Despite some sagging economic indicators released recently, the Chinese economy is still in good shape and boasts momentum for growth, Yi Gang, vice governor of the People's Bank of China, the central bank, said on Saturday.
"The growing trend has not changed," he told a forum in Tsinghua University, expecting the economy to recover in the second or third quarter of 2009.
China has felt the pinch of the global financial crisis, as its industrial growth sharply slowed to 5.4 percent in November, plunging 11.9 percent from a year earlier, which, according to Yi, is partly due to the excessive inventories in many enterprises.
Businesses are adjusting their commodity and raw material inventories, which will probably last for one or two quarters. After that, there should be a change in the country's economy, he said.

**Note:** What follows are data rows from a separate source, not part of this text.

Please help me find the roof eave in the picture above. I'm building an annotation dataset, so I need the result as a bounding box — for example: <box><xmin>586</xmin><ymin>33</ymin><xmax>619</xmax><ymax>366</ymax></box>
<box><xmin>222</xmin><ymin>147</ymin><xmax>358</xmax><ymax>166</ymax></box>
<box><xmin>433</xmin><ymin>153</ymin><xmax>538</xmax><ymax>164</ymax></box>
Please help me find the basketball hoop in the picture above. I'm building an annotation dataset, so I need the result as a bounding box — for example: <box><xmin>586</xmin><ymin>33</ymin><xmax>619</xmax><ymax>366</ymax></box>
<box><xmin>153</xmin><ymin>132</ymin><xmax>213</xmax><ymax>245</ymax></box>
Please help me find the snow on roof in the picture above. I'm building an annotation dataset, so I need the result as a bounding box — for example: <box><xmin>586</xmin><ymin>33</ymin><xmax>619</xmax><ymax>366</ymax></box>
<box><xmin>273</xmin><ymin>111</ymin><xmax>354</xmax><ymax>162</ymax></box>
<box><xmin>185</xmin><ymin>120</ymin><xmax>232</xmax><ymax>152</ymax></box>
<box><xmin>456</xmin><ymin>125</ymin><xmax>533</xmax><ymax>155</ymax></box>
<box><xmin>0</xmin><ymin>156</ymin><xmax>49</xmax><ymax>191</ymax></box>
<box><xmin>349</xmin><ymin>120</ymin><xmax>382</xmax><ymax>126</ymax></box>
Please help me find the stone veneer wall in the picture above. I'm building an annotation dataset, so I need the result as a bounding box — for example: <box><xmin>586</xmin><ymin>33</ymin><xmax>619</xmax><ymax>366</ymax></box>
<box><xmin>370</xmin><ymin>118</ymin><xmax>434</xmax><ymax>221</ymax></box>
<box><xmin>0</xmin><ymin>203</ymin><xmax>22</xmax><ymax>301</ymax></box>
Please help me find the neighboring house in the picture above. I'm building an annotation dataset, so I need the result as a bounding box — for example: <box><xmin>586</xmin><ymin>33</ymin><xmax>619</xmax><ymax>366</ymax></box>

Yi expressed his confidence on the nation's economic prospects basing on the modest debt levels of households, enterprises and the government.
Household savings in China has reached 22 trillion yuan, while the total residents' bank loans is merely about 3.7 trillion yuan, which indicates the vast potential in exploring individual consumption, he said.
Although some enterprises have seen their profits shrinking in 2008, their debt to asset ratio is quite healthy and is on a downward track, averaging at 59 percent in recent years.
Moreover, China's treasury bond balance accounts for about 20 percent of its total GDP, much lower than the level in the US, the euro zone and Japan, which gives much leeway for the nation to implement the proactive fiscal policy.